Defne Lena
Otele ulaşmamız tam bir hengâmeye denk gelmiş, toplantı için gelen diğer grup, bizim Türkiye grubuyla aynı zamanda servislerden inince, iki grubun aynı anda gelmesini beklemeyen otel çalışanları da duruma hazırlıksız yakalanmış olacaklar ki ortalık karışmıştı. Bir an önce kargaşadan kurtulmak için bavulumu bellboylardan birine teslim ettikten sonra, girişe yürümeye başladığımda Ahmet amcanın sesini duydum.
"Defne, benim anahtarımı da alır mısın kızım? İki kere uğraşmayalım."
Ahmet amcaya onayladığımı göstermek için başımı çevirmemle kaya gibi bir şeye çarpmam bir oldu. Dengem bozulup sendelediğimde, düşmemek için geri adım atmaya çalışıyordum ama yapmasam daha iyiymiş! Kendimi toparlayamadan, arkamdan birinin bavulunu itmesiyle artık ayakta kalamadım ve bavula doğru düşüverdim. Sinirle neye çarptığımı görmeye çalışırken her yanımdan kollar uzanıyordu kalkmam için. Donmuş bir halde olduğum yerde bakınırken bir el belimden tutup kalkmama yardımcı oluyordu. Kendimi toplayıp teşekkür etmek için döndüğümde, bir daha asla görmemeyi umduğum tek kişi karşımdaydı! Kahretsin... Burada, bu otelde, dahası benimle aynı anda ne işi vardı ki! Karşımda sırıtan suratına nezaketten "Teşekkürler," dedim ama kolay kurtulamayacağımı da biliyordum.
Ozandı.
Benden önce davranıp çantamı almıştı bile ve eli hâlâ belimde beni lobiye doğru kibarca iteliyordu. Yüzündeki gülümseme zaten gergin olan sinirlerimi iyice tepeme çıkarıyordu. Çantamı geri alışım da, ellerinden sıyrılışım da onun aksine hiç kibar değildi. Ne ona, ne de onunla geçecek fazladan bir dakikaya tahammülüm yoktu! Hızlı adımlarla anahtarımı alırken, oyalanmamak için şaşkın bellboya teşekkür edip bavulumu da ardımda sürükleyerek kendimi asansöre attım. Bir an önce odama yerleşip rahatlamak istiyordum ve mümkünse Ozan'la bir daha karşılaşmamak...
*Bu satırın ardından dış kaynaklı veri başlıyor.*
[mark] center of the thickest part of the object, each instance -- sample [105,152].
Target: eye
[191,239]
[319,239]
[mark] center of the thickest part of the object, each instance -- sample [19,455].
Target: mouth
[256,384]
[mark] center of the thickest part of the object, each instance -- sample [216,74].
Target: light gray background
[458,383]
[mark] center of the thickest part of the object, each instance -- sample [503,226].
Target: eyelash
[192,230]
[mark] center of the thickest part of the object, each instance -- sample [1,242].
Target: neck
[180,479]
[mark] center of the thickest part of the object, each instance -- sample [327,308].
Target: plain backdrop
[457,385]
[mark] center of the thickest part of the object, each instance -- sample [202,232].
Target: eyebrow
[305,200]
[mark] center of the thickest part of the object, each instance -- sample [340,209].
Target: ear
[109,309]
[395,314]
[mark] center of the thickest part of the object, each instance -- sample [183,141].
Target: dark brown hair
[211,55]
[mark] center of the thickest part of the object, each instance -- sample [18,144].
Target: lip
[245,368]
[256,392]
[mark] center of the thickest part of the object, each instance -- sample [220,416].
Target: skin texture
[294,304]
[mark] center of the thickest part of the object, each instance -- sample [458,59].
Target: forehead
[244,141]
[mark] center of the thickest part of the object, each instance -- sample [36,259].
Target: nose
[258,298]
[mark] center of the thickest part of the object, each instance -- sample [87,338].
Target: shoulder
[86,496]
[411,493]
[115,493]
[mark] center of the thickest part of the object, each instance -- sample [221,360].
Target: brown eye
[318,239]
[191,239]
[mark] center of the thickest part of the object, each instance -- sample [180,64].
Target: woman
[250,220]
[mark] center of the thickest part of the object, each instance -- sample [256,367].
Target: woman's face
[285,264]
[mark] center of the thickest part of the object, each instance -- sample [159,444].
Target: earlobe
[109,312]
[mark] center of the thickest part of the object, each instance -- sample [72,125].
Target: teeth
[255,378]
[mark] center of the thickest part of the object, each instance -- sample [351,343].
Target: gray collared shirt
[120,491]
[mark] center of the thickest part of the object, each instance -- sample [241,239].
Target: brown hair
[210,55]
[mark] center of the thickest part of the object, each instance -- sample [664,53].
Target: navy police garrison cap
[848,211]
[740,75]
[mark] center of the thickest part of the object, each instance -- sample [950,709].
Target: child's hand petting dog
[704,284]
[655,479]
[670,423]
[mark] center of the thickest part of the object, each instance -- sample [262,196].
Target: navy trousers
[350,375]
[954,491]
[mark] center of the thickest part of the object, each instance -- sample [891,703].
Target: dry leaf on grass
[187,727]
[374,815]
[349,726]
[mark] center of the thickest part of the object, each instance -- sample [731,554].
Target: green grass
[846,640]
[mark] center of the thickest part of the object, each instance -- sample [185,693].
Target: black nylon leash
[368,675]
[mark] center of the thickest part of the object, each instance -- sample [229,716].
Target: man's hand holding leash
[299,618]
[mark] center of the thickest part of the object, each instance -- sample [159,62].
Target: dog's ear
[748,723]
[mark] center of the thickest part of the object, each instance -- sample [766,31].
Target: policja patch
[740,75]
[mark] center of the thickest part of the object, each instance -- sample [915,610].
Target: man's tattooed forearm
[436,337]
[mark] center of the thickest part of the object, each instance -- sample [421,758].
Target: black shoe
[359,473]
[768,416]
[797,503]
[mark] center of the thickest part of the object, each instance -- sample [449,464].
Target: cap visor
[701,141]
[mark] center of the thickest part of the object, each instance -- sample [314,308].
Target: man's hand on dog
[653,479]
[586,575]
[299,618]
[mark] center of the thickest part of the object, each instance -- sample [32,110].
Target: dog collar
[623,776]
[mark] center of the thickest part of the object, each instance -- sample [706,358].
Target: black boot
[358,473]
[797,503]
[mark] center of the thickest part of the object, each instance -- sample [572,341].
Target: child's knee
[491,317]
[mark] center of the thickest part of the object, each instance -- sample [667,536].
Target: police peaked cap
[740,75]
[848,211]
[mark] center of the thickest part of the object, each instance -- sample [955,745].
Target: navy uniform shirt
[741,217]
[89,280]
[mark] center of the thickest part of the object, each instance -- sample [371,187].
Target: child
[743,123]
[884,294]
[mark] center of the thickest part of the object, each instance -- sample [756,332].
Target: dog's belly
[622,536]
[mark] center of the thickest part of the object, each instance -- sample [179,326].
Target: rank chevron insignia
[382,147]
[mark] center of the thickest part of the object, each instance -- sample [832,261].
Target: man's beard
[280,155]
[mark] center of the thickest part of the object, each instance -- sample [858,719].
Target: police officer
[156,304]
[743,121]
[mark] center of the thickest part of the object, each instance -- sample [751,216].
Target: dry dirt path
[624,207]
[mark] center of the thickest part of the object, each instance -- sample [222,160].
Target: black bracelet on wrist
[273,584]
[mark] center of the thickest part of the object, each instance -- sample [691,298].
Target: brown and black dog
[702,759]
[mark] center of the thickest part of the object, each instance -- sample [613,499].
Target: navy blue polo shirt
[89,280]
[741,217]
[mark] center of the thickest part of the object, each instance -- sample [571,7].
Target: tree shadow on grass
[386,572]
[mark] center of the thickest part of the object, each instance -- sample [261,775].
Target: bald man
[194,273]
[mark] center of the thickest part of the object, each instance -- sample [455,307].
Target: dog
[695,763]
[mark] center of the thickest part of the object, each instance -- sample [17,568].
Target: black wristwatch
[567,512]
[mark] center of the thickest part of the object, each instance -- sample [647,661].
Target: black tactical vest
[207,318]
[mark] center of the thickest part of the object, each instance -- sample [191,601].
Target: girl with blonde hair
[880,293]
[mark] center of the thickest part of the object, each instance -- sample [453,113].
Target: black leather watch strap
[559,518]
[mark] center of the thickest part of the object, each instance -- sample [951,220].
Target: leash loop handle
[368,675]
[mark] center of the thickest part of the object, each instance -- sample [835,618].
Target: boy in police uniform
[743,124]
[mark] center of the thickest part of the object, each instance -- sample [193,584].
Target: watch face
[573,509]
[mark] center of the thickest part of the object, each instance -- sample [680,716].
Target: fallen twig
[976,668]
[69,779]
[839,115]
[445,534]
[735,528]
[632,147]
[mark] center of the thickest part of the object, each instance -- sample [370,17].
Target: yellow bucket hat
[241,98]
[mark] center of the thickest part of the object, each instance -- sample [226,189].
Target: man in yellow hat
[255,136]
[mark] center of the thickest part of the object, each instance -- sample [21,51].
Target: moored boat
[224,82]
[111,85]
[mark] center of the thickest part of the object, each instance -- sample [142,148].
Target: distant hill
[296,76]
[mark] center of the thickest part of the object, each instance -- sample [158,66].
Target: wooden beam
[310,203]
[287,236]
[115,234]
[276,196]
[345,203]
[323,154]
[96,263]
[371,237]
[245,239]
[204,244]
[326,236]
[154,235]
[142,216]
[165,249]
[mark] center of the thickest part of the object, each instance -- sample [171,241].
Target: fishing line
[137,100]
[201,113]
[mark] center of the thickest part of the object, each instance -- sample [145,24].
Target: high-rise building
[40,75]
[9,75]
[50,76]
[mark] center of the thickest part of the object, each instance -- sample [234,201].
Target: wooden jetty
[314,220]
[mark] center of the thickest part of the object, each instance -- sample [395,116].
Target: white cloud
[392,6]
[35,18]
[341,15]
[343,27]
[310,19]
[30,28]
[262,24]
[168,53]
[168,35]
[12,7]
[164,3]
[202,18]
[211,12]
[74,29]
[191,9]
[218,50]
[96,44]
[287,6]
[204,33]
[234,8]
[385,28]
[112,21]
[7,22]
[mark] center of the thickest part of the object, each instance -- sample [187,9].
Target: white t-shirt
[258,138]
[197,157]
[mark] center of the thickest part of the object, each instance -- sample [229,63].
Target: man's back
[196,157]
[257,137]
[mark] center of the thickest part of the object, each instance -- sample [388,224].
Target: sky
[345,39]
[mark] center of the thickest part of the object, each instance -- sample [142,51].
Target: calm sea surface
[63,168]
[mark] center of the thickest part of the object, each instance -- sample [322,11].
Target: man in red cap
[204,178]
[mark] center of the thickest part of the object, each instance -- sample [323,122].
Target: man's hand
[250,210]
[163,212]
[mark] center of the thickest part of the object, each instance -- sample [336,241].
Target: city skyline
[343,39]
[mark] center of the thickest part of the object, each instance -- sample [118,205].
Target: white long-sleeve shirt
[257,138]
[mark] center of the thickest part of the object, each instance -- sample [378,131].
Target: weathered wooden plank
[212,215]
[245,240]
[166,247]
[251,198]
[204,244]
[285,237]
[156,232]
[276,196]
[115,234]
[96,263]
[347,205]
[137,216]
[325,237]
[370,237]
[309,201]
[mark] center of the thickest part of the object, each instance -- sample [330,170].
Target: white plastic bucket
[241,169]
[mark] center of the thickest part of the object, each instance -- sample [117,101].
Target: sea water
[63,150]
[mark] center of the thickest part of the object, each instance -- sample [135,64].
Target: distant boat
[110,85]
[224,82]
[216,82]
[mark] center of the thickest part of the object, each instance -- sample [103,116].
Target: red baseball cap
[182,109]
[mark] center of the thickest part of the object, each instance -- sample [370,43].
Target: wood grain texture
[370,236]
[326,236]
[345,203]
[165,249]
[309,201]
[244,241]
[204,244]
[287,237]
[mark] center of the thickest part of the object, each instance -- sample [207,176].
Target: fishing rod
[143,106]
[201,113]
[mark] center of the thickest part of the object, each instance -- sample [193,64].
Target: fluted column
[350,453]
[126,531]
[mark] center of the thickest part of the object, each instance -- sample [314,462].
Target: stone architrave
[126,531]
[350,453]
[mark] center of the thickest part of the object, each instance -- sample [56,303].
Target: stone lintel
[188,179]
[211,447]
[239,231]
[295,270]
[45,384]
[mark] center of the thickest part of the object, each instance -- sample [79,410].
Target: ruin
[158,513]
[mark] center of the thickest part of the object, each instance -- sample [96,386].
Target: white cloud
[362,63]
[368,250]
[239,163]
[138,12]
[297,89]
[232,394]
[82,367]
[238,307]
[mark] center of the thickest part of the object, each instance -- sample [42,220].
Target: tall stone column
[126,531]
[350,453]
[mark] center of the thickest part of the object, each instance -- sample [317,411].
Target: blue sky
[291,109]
Karışıklığın da yardımıyla Ozan'dan kurtulmuştum ama anahtarı çevirip kapıyı açmamla, kapatmam bir oldu. Ne yapacağımı bilemeden öylece kaldım bir an, yataktaki çiftin görüntüsünü silmek için kafamı sallıyordum. Bunlar gerçek olamazdı! Bir kapıya, bir elimdeki anahtara bakıyordum... Tekrar, tekrar baktım emin olmak için ama rakamlar doğruydu. Peki oda neden doluydu? Birden kapı açıldı. Adam üzerine giydiği bornozla kızgın bakışlarını, elimdeki bavuluma sonra da numaralara bakan gözlerime çevirdi. Haklıydı tabi, odama pat diye biri dalsa, üstelik ben o vaziyetteyken... Düşünmek bile istemiyordum! Günüm daha ne kadar kötüye gidebilirdi ki! Utançtan yerin dibine girmiş, kıpkırmızı olmuştum. Hem de aynı gün içinde ikinci kere ve ben de en az adam kadar sinirliydim.
"Özür dilerim. Otele yeni geldim ve bu anahtarı verdiler. İnanın odanın boş olduğunu sanıyordum. Tekrar özür dilerim. Hemen gidiyorum." diye kekeledim. Söylediklerimi anladı mı onu bile bilmiyorum ama resepsiyona vardığımda kekelemeyeceğimden kesinlikle emindim.
Beş dakika içinde, bana anahtarları veren kızın canına okumuş ve hâlâ sinirimi alamamıştım. Bu kez de resepsiyon şefine saldırmamak için kendimi tutmaya çalışıyordum. Bavulumu olduğu yerde bırakıp sakinleşmeyi umarak, otelin bahçesine yöneldim. Bugün kâbus gibi başlamıştı. Zaten düşmenin ve üstüne de Ozan'ın burada olmasının getirdiği siniri üzerimden atamamışken, yaşadığım oda faciası tuz biber olmuştu. Şansım beni sadece birkaç saat içinde tamamen terk etmişti sanki. Diğerleri neyse de bu kadar ünlü bir oteller zinciri çalışanlarının, aynı odayı iki müşteriye birden vermesi kaç kişinin başına gelirdi ki!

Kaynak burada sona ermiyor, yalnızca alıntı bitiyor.